The notebook shows how to work through the steps and prepare a small sample recipe dataset, generate both text and image embeddings, store everything efficiently in LanceDB, and then build a PydanticAI agent with custom tools to query it. You’ll finish by testing the agent against a few example questions to see the full multimodal flow end to end.

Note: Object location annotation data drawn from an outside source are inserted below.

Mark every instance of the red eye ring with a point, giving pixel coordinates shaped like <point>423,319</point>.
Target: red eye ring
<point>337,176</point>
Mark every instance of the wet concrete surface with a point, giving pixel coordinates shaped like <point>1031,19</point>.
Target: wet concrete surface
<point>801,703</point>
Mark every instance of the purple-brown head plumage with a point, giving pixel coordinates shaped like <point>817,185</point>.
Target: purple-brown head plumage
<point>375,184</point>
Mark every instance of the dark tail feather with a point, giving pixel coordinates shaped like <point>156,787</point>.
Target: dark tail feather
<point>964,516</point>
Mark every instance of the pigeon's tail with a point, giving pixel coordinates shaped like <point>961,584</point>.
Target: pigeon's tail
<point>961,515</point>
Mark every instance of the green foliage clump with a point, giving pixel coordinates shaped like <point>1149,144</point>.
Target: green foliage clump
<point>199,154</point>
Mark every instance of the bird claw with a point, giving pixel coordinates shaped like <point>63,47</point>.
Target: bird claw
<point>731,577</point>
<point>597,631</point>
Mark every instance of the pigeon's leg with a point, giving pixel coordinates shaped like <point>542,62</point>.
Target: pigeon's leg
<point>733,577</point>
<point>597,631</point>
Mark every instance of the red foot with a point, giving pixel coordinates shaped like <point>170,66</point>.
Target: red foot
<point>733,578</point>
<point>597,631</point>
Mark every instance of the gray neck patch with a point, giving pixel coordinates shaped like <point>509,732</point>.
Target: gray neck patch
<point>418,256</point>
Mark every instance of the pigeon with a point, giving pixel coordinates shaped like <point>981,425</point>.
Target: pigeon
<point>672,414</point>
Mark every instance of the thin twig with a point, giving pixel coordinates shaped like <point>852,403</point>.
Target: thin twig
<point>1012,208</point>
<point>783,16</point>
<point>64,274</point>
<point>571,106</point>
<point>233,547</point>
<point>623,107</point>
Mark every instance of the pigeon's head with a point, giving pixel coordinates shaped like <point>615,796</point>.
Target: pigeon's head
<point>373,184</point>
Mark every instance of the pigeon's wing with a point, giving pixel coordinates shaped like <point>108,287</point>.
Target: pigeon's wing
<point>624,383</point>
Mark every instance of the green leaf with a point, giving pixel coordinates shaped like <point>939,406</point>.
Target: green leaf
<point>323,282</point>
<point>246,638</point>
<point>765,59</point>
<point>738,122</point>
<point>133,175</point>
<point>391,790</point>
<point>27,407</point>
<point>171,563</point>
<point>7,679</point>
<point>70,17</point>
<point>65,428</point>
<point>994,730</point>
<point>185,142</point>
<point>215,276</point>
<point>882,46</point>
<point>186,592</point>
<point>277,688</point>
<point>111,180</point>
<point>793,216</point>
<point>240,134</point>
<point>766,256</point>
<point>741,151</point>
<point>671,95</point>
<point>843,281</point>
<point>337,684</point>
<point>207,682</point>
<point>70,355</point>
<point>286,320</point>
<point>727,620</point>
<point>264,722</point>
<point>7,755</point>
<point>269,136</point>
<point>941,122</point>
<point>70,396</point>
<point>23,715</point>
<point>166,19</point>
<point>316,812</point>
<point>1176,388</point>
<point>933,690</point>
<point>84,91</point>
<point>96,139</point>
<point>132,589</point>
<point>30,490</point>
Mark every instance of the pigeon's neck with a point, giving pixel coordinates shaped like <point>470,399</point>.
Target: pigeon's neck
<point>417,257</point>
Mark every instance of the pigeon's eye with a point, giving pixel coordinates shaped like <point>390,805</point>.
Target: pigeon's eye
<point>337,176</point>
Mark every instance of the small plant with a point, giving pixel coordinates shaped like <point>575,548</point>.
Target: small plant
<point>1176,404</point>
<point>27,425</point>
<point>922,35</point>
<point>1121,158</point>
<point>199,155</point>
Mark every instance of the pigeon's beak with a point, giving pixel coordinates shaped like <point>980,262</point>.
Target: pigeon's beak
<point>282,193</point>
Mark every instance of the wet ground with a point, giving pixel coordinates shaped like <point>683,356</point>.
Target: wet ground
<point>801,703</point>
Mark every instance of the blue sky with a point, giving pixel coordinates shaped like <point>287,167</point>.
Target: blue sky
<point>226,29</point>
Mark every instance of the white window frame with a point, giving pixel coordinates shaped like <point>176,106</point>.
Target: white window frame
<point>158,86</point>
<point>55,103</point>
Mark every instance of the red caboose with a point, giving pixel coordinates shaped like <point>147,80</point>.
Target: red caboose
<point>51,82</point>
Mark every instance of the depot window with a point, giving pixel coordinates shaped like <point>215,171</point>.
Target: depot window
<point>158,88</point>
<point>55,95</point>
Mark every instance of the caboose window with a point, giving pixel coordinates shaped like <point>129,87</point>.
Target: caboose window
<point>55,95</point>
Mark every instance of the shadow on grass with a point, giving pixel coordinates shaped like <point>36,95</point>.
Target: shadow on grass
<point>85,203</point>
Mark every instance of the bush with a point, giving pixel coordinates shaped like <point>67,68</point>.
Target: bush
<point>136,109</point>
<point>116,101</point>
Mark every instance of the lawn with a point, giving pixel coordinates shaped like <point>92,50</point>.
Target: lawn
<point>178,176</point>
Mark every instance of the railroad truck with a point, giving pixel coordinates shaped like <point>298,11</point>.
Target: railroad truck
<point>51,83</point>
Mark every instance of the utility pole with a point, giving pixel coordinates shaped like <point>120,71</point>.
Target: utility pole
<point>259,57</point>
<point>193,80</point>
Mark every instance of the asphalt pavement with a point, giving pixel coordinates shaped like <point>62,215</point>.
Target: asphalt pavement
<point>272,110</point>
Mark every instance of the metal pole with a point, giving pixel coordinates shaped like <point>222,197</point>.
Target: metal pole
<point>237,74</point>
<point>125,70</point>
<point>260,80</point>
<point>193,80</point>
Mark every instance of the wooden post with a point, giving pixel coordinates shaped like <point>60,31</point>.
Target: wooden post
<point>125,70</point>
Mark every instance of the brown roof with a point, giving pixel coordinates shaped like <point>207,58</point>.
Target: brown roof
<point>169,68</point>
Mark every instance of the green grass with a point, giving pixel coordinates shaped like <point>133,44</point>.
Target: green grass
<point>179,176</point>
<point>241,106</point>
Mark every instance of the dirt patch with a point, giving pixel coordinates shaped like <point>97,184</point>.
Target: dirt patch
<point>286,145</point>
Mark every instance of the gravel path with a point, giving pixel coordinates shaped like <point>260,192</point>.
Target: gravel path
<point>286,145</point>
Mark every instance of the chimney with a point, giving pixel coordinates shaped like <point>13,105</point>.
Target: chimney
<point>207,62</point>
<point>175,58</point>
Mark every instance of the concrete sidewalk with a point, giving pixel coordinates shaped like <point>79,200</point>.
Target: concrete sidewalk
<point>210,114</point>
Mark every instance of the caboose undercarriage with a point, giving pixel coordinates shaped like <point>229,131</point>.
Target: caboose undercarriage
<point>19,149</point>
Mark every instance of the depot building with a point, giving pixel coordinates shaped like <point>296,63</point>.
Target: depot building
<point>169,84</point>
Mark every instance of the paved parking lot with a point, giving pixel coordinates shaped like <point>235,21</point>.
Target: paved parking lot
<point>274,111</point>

Option 2: Demo Application (Local Setup)

The demo application is the full codebase: you’ll download and process a real recipe dataset with thousands of items, run a Streamlit chat interface that supports image upload, and follow a structure that includes production-minded touches like error handling, logging, and monitoring. Everything you need to deploy is included.

Download Tutorial Files

Download the files for the full demo application here.

Dataset Information

  • Source: Kaggle Recipe Dataset
  • Size: Thousands of recipes with images
  • Format: CSV file with recipe data and image references

Setup

# 1. Extract the downloaded files to a folder
# 2. Navigate to the folder in terminal
cd multimodal-recipe-agent

# 3. Install dependencies with uv
uv sync

# 4. Download the Kaggle dataset
# Visit: https://www.kaggle.com/datasets/pes12017000148/food-ingredients-and-recipe-dataset-with-images
# Extract recipes.csv to the data/ folder

# 5. Import the dataset
uv run python import.py

# 6. Run the complete Streamlit chat application
uv run streamlit run app.py